- Theatrical poster
- Directed by: Kōzaburō Yoshimura Kon Ichikawa Yasuzō Masumura
- Written by: Shôfû Muramatsu Toshio Yasumi
- Produced by: Masaichi Nagata
- Starring: Ayako Wakao Fujiko Yamamoto Machiko Kyō
- Cinematography: Hiroshi Murai
- Edited by: Tatsuji Nakashizu
- Distributed by: Daiei Film
- Release date: 14 January 1960 (Japan);
- Running time: 101 minutes
- Country: Japan
- Language: Japanese

= A Woman's Testament =

1960 Japanese film

A Woman's Testament (女経, Jokyō) is a 1960 Japanese drama anthology film directed by Kōzaburō Yoshimura, Kon Ichikawa and Yasuzō Masumura.

==Plot==
The film consists of three stories revolving around women. The first story is about a young woman who works in a Tokyo nightclub. She has what seems like a good plan for a strong financial future; she is investing in a company on the one hand, and on the other, taking action to snare the son of the company's owner in marriage. In the second story, a young woman is employed by a real estate agent in order to convince male clients to invest in worthless property, usually by bathing with them. The last story is about a widowed geisha who has no financial worries.
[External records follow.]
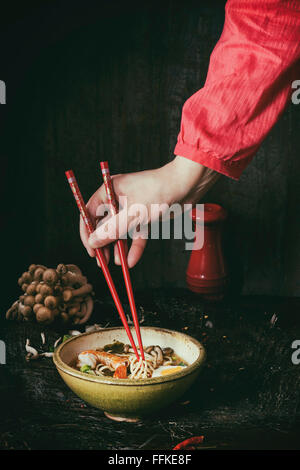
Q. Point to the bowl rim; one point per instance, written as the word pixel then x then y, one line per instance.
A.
pixel 62 366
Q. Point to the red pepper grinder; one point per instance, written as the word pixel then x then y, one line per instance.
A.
pixel 206 273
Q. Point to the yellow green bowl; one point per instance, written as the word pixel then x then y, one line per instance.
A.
pixel 125 399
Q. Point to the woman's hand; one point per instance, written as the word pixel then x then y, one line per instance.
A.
pixel 180 181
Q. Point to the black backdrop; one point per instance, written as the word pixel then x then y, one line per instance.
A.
pixel 107 80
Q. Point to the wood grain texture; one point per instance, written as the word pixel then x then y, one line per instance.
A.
pixel 246 397
pixel 109 82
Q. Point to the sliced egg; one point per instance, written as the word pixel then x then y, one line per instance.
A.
pixel 166 370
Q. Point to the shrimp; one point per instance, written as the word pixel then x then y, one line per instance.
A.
pixel 92 357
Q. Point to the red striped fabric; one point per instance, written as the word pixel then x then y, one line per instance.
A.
pixel 248 85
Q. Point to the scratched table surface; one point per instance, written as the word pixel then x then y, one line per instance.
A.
pixel 246 397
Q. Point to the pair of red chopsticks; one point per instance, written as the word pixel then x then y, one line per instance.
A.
pixel 100 255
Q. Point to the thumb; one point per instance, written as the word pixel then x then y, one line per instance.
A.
pixel 113 229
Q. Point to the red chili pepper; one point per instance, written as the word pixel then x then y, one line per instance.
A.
pixel 189 444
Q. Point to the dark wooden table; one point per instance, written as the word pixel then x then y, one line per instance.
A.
pixel 247 396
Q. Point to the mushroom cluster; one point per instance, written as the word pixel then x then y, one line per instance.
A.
pixel 48 294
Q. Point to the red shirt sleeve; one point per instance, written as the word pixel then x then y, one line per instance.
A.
pixel 248 84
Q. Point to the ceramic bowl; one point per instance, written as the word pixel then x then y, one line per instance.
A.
pixel 125 399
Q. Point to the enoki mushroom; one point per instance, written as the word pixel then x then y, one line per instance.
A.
pixel 100 362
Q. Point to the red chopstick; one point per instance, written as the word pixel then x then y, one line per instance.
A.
pixel 99 254
pixel 120 243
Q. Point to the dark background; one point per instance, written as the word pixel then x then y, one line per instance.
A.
pixel 88 81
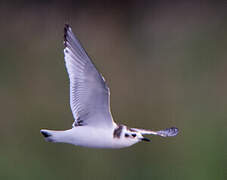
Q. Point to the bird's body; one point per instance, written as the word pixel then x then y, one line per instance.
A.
pixel 90 103
pixel 89 137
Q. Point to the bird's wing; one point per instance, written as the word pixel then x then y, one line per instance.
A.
pixel 89 94
pixel 173 131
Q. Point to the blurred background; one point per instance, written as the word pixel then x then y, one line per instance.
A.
pixel 166 65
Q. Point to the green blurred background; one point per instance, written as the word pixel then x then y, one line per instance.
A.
pixel 166 65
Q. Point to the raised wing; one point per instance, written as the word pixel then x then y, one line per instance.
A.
pixel 89 94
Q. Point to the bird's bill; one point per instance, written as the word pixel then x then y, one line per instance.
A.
pixel 173 131
pixel 145 139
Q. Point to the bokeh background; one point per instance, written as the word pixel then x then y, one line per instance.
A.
pixel 166 65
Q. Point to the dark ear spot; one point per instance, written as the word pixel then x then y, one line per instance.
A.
pixel 133 135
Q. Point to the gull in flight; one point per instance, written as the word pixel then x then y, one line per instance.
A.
pixel 90 104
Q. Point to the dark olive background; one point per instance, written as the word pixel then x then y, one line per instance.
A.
pixel 166 65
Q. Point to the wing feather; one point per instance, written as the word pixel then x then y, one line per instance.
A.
pixel 89 94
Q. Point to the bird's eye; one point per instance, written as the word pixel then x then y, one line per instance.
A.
pixel 133 135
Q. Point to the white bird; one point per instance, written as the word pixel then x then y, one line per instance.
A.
pixel 90 103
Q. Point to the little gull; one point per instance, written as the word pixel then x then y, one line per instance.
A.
pixel 90 103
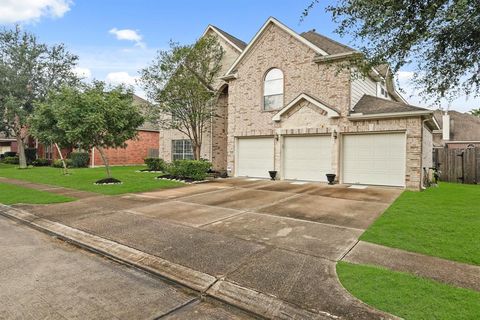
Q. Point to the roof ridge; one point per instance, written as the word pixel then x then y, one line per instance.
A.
pixel 328 44
pixel 238 42
pixel 328 38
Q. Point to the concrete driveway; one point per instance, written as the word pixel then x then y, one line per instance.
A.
pixel 277 238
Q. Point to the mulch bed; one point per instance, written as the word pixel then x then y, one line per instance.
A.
pixel 108 181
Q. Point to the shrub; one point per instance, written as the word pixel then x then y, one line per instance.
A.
pixel 80 159
pixel 58 163
pixel 10 154
pixel 41 162
pixel 189 169
pixel 11 160
pixel 30 155
pixel 155 164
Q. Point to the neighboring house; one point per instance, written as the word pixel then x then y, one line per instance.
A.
pixel 7 144
pixel 458 130
pixel 145 145
pixel 289 108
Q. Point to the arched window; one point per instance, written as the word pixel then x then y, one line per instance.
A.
pixel 273 90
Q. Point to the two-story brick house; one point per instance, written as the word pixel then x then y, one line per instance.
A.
pixel 287 107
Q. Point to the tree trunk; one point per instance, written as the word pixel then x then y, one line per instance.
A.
pixel 105 161
pixel 22 159
pixel 196 151
pixel 65 169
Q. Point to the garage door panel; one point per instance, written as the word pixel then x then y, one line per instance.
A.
pixel 255 157
pixel 307 157
pixel 374 159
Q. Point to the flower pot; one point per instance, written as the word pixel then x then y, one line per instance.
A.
pixel 331 178
pixel 272 174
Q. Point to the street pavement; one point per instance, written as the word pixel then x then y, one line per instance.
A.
pixel 45 278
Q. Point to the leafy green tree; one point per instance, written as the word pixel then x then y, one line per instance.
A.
pixel 94 116
pixel 182 81
pixel 44 126
pixel 28 71
pixel 440 38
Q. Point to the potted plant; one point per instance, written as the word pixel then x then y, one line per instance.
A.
pixel 273 174
pixel 331 178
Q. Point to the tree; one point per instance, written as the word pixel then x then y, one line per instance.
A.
pixel 44 125
pixel 28 71
pixel 182 81
pixel 95 116
pixel 440 38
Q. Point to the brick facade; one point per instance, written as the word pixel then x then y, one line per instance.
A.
pixel 135 152
pixel 276 48
pixel 214 140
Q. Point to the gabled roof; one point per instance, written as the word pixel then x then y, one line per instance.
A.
pixel 234 41
pixel 331 112
pixel 464 126
pixel 369 107
pixel 374 105
pixel 274 21
pixel 328 45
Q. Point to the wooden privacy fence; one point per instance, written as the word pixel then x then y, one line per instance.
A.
pixel 458 165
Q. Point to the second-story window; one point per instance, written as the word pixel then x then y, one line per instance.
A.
pixel 273 90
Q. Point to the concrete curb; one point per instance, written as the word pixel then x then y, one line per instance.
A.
pixel 188 277
pixel 244 298
pixel 259 303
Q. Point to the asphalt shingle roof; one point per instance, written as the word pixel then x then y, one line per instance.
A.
pixel 328 45
pixel 239 43
pixel 463 127
pixel 374 105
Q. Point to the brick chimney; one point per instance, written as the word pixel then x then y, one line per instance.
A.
pixel 446 126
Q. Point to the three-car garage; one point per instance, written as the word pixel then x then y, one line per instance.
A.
pixel 370 158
But when she falls in love with a forger, she opts to wait for him after he is sent to prison. This causes trouble for her in family and society, but she ignores them despite the pressure.

==Cast==
- Episode 1 (directed by Yasuzo Masumura)
- Ayako Wakao as Kimi
- Hiroshi Kawaguchi as Tabata
- Sachiko Hidari as Satsuki
- Jirō Tamiya as Harumoto
- Chieko Murata as Otatsu
- Episode 2 (directed by Kon Ichikawa)
- Fujiko Yamamoto as Tsuneko
- Eiji Funakoshi as Yasushi
- Hitomi Nozoe as the girl
- Episode 3 (directed by Kōzaburō Yoshimura)
- Machiko Kyō as Omitsu
- Nakamura Ganjirō II as Gosuke
- Junko Kano as Yumiko
- Jun Negishi as Kanemitsu

==Release==
A Woman's Testament was screened at the 10th Berlin International Film Festival.